ZORBS13 SparkPoints: (196,558)
Fitness Minutes: (191,830)
Posts: 15,853
3/2/13 11:49 A

ask yourself: What would be the benefits of giving up?

and then, what would be the benefits of keeping on your lifestyle change?

That said, at your weight, you are most likely not eating enough.

Final thought: set some goals that are not weight related.

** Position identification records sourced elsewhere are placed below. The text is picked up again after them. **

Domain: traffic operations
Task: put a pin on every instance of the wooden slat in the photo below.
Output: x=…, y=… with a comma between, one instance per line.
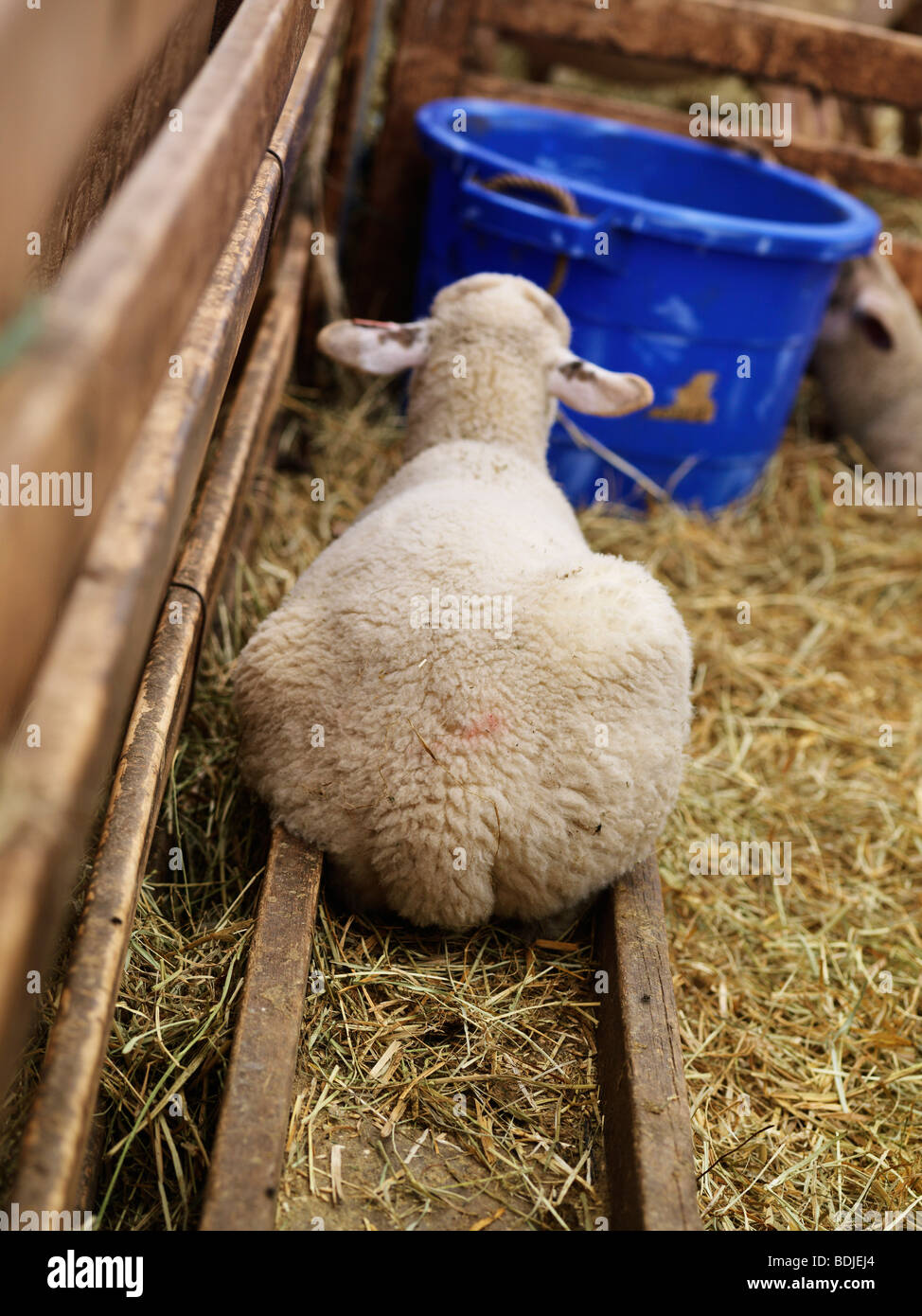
x=86, y=684
x=61, y=68
x=753, y=40
x=296, y=117
x=645, y=1103
x=56, y=1139
x=346, y=125
x=848, y=166
x=250, y=1143
x=125, y=135
x=432, y=44
x=78, y=398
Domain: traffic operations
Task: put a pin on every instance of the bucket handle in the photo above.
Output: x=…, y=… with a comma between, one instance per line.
x=525, y=222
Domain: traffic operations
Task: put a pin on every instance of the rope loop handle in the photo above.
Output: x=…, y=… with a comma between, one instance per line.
x=566, y=203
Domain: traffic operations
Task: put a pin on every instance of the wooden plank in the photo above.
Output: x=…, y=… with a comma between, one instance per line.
x=84, y=685
x=346, y=120
x=297, y=115
x=754, y=40
x=125, y=135
x=56, y=1139
x=61, y=68
x=432, y=44
x=846, y=165
x=646, y=1123
x=77, y=399
x=249, y=1147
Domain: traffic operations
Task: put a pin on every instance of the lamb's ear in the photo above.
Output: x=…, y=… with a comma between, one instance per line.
x=875, y=312
x=594, y=391
x=379, y=347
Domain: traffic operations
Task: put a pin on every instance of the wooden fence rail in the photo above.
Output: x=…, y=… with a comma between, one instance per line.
x=115, y=320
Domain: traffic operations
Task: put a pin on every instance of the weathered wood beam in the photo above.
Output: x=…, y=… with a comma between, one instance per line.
x=127, y=133
x=62, y=67
x=754, y=40
x=56, y=1140
x=78, y=397
x=432, y=44
x=645, y=1102
x=249, y=1147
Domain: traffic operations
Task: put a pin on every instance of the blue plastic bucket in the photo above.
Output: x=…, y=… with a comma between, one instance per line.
x=701, y=269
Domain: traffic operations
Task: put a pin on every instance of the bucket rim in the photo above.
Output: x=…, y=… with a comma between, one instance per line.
x=850, y=236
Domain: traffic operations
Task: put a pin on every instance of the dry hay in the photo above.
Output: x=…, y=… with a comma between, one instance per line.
x=799, y=1003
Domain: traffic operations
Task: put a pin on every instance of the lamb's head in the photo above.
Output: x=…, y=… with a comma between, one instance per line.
x=488, y=364
x=870, y=306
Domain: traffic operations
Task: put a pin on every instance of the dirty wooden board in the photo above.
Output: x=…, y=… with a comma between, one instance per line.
x=297, y=114
x=647, y=1129
x=61, y=68
x=250, y=1141
x=124, y=137
x=432, y=44
x=75, y=400
x=56, y=1139
x=84, y=687
x=346, y=125
x=759, y=41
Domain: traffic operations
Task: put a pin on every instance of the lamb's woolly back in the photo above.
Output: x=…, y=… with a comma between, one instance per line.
x=510, y=766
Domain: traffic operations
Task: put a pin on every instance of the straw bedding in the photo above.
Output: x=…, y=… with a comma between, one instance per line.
x=450, y=1082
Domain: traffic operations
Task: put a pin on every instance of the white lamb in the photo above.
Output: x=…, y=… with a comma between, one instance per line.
x=466, y=708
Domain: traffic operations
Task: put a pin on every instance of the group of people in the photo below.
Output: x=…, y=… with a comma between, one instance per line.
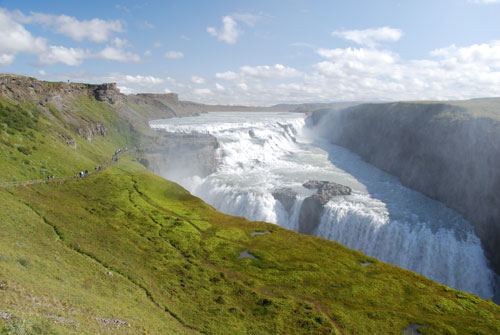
x=85, y=173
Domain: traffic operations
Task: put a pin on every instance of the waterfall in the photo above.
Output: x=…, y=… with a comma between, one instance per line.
x=262, y=152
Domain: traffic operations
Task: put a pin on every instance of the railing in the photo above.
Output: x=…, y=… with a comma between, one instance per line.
x=60, y=180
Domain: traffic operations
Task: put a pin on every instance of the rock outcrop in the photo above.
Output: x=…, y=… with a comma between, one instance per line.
x=448, y=151
x=93, y=129
x=286, y=196
x=312, y=206
x=178, y=155
x=59, y=94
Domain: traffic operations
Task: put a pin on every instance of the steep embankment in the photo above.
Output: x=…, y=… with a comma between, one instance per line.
x=126, y=252
x=447, y=151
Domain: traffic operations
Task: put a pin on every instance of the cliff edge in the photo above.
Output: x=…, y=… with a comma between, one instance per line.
x=447, y=151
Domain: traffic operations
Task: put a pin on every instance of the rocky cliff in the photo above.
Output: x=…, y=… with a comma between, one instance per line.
x=28, y=89
x=447, y=151
x=178, y=155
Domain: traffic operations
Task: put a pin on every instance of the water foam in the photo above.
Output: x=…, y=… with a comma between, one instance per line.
x=261, y=152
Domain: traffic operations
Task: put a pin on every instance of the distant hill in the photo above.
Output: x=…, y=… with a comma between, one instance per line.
x=122, y=251
x=449, y=151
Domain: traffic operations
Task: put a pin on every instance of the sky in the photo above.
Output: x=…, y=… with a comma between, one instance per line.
x=261, y=52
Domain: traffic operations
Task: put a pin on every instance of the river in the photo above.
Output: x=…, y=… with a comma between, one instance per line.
x=262, y=152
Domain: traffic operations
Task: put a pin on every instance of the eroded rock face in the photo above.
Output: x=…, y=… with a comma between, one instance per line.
x=286, y=196
x=92, y=130
x=179, y=155
x=449, y=152
x=327, y=190
x=312, y=206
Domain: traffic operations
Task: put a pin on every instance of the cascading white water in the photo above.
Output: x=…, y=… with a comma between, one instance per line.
x=262, y=152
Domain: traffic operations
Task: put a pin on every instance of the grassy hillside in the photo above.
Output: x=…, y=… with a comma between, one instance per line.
x=36, y=142
x=126, y=252
x=126, y=245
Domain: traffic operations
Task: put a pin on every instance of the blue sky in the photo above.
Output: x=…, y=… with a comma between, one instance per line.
x=261, y=52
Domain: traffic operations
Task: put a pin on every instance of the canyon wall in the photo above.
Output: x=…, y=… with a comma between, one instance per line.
x=448, y=151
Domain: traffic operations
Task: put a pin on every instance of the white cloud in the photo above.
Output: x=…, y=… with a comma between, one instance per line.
x=262, y=72
x=487, y=54
x=229, y=32
x=247, y=18
x=228, y=75
x=370, y=37
x=95, y=30
x=484, y=1
x=270, y=72
x=197, y=80
x=173, y=54
x=59, y=54
x=116, y=52
x=14, y=39
x=366, y=74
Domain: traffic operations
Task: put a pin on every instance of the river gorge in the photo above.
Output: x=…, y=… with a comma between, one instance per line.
x=264, y=162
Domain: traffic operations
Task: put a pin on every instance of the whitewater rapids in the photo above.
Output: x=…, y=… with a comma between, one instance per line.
x=262, y=152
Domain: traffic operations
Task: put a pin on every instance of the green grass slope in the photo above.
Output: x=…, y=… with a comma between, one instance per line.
x=126, y=252
x=34, y=140
x=127, y=245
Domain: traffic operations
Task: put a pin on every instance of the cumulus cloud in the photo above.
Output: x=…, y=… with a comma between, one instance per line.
x=366, y=74
x=228, y=75
x=487, y=54
x=173, y=54
x=95, y=30
x=197, y=80
x=14, y=39
x=116, y=52
x=370, y=37
x=277, y=71
x=484, y=1
x=230, y=31
x=59, y=54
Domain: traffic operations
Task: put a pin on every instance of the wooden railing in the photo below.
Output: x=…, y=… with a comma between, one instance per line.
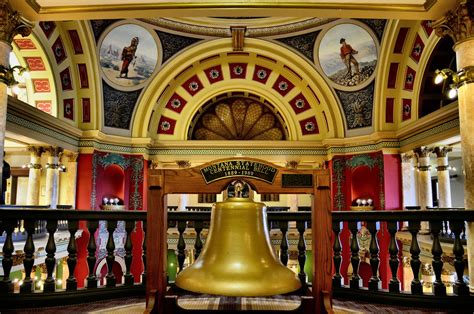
x=389, y=221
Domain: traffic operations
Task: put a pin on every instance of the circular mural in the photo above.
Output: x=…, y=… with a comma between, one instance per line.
x=128, y=55
x=347, y=54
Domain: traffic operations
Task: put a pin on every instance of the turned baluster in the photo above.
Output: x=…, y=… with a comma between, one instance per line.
x=71, y=282
x=111, y=281
x=301, y=227
x=181, y=244
x=144, y=253
x=6, y=285
x=284, y=242
x=374, y=283
x=91, y=259
x=129, y=227
x=28, y=261
x=460, y=287
x=355, y=281
x=415, y=263
x=198, y=225
x=394, y=284
x=337, y=280
x=437, y=251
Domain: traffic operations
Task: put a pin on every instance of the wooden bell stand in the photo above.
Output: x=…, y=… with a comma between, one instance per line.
x=190, y=181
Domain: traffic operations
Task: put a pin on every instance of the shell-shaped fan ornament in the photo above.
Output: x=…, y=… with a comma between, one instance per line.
x=238, y=119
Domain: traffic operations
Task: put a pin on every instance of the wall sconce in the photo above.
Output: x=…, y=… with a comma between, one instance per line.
x=463, y=76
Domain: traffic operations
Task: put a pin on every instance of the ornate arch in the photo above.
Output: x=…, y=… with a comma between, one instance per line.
x=264, y=69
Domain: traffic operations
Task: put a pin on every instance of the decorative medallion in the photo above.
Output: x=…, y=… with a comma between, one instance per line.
x=347, y=54
x=47, y=27
x=214, y=74
x=66, y=82
x=166, y=125
x=282, y=85
x=41, y=85
x=409, y=78
x=299, y=104
x=58, y=50
x=44, y=105
x=176, y=103
x=192, y=85
x=128, y=56
x=261, y=74
x=309, y=126
x=238, y=70
x=68, y=108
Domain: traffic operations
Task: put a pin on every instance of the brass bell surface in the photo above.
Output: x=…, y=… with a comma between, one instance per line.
x=238, y=259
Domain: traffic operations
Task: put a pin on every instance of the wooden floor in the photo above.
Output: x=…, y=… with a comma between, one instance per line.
x=137, y=305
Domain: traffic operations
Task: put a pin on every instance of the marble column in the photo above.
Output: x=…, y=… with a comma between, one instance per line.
x=52, y=176
x=459, y=25
x=425, y=194
x=11, y=25
x=68, y=179
x=34, y=175
x=444, y=184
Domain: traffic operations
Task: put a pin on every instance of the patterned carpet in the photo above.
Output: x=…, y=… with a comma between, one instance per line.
x=137, y=305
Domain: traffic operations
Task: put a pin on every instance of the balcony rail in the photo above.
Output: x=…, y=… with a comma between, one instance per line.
x=377, y=222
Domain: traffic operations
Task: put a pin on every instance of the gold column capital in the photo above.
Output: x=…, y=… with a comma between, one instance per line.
x=457, y=23
x=36, y=150
x=12, y=23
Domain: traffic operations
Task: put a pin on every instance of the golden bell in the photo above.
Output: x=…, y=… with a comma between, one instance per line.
x=238, y=259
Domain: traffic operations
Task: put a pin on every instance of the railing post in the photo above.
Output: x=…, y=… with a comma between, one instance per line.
x=394, y=284
x=301, y=227
x=6, y=285
x=337, y=280
x=129, y=227
x=460, y=287
x=198, y=225
x=29, y=249
x=374, y=283
x=111, y=281
x=284, y=242
x=437, y=251
x=92, y=226
x=416, y=286
x=50, y=261
x=71, y=282
x=355, y=281
x=181, y=244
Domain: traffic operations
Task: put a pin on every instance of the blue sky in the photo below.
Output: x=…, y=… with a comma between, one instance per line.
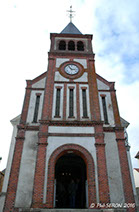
x=25, y=27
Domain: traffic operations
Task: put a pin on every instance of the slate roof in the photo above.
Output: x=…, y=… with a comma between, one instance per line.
x=70, y=29
x=137, y=155
x=136, y=169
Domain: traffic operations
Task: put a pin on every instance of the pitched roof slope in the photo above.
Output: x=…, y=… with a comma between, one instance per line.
x=70, y=29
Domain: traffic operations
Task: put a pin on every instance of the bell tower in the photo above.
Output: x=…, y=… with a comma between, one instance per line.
x=69, y=132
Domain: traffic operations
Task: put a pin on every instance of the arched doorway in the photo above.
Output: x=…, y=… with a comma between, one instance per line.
x=70, y=168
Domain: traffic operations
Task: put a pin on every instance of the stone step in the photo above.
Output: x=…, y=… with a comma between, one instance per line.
x=72, y=210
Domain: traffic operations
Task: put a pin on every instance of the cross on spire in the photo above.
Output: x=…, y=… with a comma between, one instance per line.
x=71, y=13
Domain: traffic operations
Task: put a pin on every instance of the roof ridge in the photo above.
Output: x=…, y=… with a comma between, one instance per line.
x=70, y=29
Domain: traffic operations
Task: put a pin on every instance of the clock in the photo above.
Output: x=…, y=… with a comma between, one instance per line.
x=71, y=69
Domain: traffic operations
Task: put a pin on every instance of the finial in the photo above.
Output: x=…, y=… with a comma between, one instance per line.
x=70, y=13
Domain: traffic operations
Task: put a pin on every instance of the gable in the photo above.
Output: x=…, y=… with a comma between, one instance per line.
x=104, y=84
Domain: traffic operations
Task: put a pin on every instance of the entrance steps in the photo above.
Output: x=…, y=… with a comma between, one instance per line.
x=72, y=210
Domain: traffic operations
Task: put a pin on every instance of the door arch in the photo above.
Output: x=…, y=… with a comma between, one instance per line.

Edited by: ZORBS13 at: 3/2/2013 (11:50)
NANILOVE331 SparkPoints: (26)
Fitness Minutes: (40)
Posts: 4
3/2/13 11:30 A

I been workin out since jan 2nd I don't know what my start weight was but when I bought a scale around jan 15 I weighed 326 , now my weight is 321 ! I'm eatin no more than 1400 on a bad day and do cardia 40 min a day 5 days a week ! I'm pretty sure I can't plateau this soon , I haven't measure my body due to the fact I don't have measuring tape ( which I'm getting today ) but why aren't the numbers going down ! People " say " they see a difference but I don't . Also I just had a baby June of 2012 and also march of 2011 , so maybe that can play a part but I don't believe so . I seriously wanna give up , also the fact that my husband does exactly what I do and lost over 20lbs doesn't make the situation bEtter! Any advice !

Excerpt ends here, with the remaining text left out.